Re: Explaining the benefits of http-range14 (was Re: [HTTP-range-14] Hyperthing: Semantic Web URI Validator (303, 301, 302, 307 and hash URIs) ) from Dave Reynolds on 2011-10-20 (public-lod@w3.org from October 2011)

From: Dave Reynolds <dave.e.reynolds@gmail.com>
Date: Thu, 20 Oct 2011 22:31:03 +0100
To: Norman Gray <norman@astro.gla.ac.uk>
Cc: Leigh Dodds <leigh.dodds@talis.com>, "public-lod@w3.org" <public-lod@w3.org>
Message-ID: <1319146263.2488.165.camel@Obsidian3>
Hi Norman,

On Thu, 2011-10-20 at 12:13 +0100, Norman Gray wrote:

> On 2011 Oct 20, at 10:34, Dave Reynolds wrote:

> > Benefit 1: You can provide (meta)data separately about the IR and NIR
> > [...]
> > Counter argument: this is problematic anyway. If your IR can conneg to
> > both an HTML and an RDF representation then by webarch they should be
> > equivalent.
> 
> Where is this written (I can't find support for this in a quick search through <http://www.w3.org/TR/webarch/>?

Good point. I've been in a number of discussions where equivalence (up
to some fuzzy notion of quality) has been assumed to be required.
However, you are right, I can't see any documentary evidence backing up
that assumption. Happy to relegate it to a red herring.

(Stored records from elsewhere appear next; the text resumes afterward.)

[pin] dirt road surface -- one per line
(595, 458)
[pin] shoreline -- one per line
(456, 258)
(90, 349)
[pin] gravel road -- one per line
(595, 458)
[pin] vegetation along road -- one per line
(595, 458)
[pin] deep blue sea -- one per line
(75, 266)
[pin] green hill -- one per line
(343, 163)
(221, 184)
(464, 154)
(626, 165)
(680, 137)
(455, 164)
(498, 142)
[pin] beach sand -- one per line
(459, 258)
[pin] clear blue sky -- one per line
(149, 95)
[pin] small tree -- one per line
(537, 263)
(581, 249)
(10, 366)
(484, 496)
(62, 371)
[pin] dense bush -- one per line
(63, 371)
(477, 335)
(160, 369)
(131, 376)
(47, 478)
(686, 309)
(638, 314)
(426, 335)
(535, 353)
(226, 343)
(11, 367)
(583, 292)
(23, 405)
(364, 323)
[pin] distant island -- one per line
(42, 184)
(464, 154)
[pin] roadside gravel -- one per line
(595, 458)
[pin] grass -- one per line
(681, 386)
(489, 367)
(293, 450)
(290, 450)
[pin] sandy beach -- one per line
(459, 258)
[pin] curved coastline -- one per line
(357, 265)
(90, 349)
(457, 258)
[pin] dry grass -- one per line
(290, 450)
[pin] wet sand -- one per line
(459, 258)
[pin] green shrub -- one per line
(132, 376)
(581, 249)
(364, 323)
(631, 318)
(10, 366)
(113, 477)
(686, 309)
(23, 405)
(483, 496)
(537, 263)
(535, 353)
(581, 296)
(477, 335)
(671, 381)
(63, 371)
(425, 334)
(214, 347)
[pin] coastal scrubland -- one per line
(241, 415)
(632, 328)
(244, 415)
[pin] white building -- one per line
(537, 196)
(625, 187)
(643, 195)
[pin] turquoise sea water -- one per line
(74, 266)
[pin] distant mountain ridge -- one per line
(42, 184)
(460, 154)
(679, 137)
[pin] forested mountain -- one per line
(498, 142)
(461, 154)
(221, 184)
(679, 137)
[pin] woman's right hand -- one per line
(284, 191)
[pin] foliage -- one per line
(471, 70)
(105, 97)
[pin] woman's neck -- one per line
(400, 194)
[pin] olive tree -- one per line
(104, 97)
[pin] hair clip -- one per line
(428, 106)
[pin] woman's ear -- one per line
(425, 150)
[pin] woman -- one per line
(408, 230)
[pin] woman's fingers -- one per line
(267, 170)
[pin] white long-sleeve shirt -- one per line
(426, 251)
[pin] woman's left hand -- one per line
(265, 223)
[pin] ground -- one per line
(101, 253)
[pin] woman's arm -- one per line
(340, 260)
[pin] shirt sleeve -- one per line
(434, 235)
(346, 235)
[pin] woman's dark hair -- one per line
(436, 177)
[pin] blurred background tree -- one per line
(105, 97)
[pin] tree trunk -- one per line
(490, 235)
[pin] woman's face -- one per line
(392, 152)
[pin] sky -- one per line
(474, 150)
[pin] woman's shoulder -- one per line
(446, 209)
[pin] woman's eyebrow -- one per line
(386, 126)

> > Benefit 2: Conceptual cleanliness and hedging your bets
> > 
> > [...]Even if we can't spot the practical problems right now
> > then differentiating between the galaxy itself and some piece of data
> > about the galaxy could turn out to be important in practice.
> 
> It is.  I want to say that 'line 123 in this catalogue [an existing RDBMS] and line 456 in that one both refer to the same galaxy, but they give different values for its surface brightness'.  There's no way I can articulate that unless I'm explicitly clear about the difference between a billion suns and a database row.

Sure, differentiating *those* two is crucial but http-range-14 doesn't
itself solve that [*] any more than inserting a # character would.

Perhaps benefit 2 could be reframed as being about forcing you to
confront the map/territory distinction so you end up doing better
modelling - whether or not you implement 303s.

> > Cost 1: You have to decide if your resource is an IR or NIR and we can't
> > always
> > 
> > If you are going to have a distinction like IR/NIR you'd better be able
> > to explain it and work out which is which. We can't. It's OK for real
> > world objects which "clearly" can't go down the wire[2]. But anything
> > conceptual can be argued both ways - skos:Concepts, skos:ConceptSchemes,
> > qb:DataSets, rdf:Properties, eg:theColourRed. 
> >
> > Person A: you can get your ontology / skos description / glossary entry
> > down the wire, that's all there is, so they are IRs. 
> 
> OK, I can see this point.
> 
> I think your Person A is being either difficult or dense, 

Or accurately understanding that an ontology is a conceptualization, a
model, it is not reality :)

> but supposing it genuinely is that hard to draw a distinction in some case, then it is probably correspondingly unlikely that there are importantly different things to say about the putative IR and NIR, so the distinction may not in fact matter.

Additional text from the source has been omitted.